Estimates of the cost for restoring the program range from $225,000 to $350,000.
A groundswell of support has developed for restoring the program, under which elementary school students left class periodically for music lessons. About 150 people crowded a school board meeting last week to lobby for the program.
Members of the Washington County Alliance for Elementary Instrumental Music, which formed to fight for instrumental music in the elementary schools, praised the school board's decision to search for funding.
Tina Younker, co-chair of the alliance, said the group has not proposed specific cuts because school board members have more intimate knowledge of the intricacies of the budget.
"There's probably some fat in there that we can't necessarily see," she said.
The idea of restoring the program in time for the next school year remains controversial.
Board member Doris J. Nipps reiterated her concerns about rushing to restore the program.
Nipps said a committee studying curriculum issues should consider the matter and determine the best approach. She said that would allow the school system to restore instrumental music in time for the 1999-2000 school year.
"The board has gotten some bad press in the past that we haven't planned things out," she said.
While the board has received many requests to add funds for instrumental music to the budget, Nipps said she has not heard one suggestion of what could be cut.
Adding more money is probably unrealistic and cutting would be difficult, especially considering board members do not want to affect the school system's reading program and planned pay raises for teachers, she said.
Kline said he remains committed to funding the program this year.
"It should have never been cut in the first place," he said.
Kline spent Monday coming up with a list of suggested savings.
For instance, the budget proposal calls for buying seven lawn mowers.
"Maybe we can cut out half of them," he said.
That would save about $50,000.
Kline also said it might be possible to cut $10,000 from the $40,000 budget for substitute teachers.
The budget also calls for spending $100,000 to fix the floor at Hickory Elementary School. Kline said he would investigate whether the repairs could wait a year.

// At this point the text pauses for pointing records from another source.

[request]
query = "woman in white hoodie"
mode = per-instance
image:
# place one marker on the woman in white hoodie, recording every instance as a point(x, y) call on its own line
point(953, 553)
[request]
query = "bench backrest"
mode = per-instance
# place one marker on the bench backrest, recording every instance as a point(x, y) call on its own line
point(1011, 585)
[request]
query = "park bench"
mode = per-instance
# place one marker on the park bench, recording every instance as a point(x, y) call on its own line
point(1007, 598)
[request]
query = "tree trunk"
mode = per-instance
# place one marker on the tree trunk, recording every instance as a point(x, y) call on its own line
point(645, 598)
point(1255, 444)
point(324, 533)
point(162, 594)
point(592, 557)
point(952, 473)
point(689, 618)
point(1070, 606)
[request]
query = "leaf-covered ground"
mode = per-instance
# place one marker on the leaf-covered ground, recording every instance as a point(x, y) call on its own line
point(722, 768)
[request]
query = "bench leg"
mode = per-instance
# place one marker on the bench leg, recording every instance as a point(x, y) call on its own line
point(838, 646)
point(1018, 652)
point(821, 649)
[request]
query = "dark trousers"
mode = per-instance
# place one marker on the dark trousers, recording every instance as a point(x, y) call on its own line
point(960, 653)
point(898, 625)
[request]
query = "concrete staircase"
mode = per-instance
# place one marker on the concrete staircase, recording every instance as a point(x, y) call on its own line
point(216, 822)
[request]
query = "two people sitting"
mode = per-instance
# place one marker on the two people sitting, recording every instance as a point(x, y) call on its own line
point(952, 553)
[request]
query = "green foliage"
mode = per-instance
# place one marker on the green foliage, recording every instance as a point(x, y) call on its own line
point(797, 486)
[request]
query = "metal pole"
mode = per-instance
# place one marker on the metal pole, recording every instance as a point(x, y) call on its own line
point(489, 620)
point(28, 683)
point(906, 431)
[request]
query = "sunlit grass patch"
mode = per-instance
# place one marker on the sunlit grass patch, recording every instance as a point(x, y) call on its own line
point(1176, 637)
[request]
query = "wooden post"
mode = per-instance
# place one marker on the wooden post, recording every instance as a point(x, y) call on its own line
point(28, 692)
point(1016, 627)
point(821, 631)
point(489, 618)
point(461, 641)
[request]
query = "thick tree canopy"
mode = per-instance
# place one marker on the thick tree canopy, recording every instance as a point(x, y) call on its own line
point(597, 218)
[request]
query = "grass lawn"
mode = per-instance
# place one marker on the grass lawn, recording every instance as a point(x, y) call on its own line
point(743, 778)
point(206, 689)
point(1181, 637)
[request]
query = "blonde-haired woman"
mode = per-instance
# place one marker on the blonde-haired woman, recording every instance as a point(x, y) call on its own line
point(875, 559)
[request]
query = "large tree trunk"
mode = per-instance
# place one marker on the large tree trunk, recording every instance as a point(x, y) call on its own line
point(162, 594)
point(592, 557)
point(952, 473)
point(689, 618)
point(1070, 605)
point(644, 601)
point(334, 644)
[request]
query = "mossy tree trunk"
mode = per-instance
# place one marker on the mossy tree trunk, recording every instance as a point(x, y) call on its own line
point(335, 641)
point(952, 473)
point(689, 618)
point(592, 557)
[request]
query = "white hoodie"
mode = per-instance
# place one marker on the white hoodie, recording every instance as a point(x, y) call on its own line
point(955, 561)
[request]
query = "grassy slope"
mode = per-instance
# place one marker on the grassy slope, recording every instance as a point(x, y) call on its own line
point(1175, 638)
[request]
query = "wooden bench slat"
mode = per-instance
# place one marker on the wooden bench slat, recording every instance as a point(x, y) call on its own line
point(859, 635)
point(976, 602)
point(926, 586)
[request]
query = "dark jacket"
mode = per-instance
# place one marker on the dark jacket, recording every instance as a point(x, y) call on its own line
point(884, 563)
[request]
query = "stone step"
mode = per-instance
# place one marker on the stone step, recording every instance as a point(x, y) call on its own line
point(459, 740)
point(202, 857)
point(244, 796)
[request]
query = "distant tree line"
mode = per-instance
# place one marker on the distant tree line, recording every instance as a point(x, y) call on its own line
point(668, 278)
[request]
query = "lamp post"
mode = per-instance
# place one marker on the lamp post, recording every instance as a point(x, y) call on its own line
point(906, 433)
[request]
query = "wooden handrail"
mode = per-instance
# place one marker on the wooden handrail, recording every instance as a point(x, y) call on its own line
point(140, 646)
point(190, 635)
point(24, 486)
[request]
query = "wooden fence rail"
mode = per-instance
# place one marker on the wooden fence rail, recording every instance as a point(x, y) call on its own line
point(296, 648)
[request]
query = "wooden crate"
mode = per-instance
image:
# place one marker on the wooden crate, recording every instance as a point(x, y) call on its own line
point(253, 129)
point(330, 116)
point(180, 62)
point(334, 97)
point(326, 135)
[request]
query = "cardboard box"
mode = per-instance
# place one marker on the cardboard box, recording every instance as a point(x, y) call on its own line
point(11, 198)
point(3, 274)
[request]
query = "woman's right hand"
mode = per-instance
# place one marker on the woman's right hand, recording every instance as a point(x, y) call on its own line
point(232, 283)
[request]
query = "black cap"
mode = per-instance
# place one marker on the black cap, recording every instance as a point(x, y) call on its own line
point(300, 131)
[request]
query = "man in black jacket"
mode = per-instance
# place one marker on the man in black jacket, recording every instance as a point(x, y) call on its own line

"It all adds up," he said.
Board Vice President B. Marie Byers said she hopes the school system also will be able to find additional sources of revenue. Winning more grant money for other projects could free up money for the music program, she said.
The instrumental music program is not the only subject board members face, Byers said. She said the board must address class sizes at Old Forge and Greenbrier elementary schools and technology issues, among other things.
"All in all, there are a number of questions and issues that need to be addressed," she said.
Schools Superintendent Herman G. Bartlett Jr. said Washington County officials have agreed to push back the budget presentation to March 25. A hearing on the proposal has been scheduled for March 19.
That will give school board members time to meet several times to discuss possible changes to the budget, Bartlett said.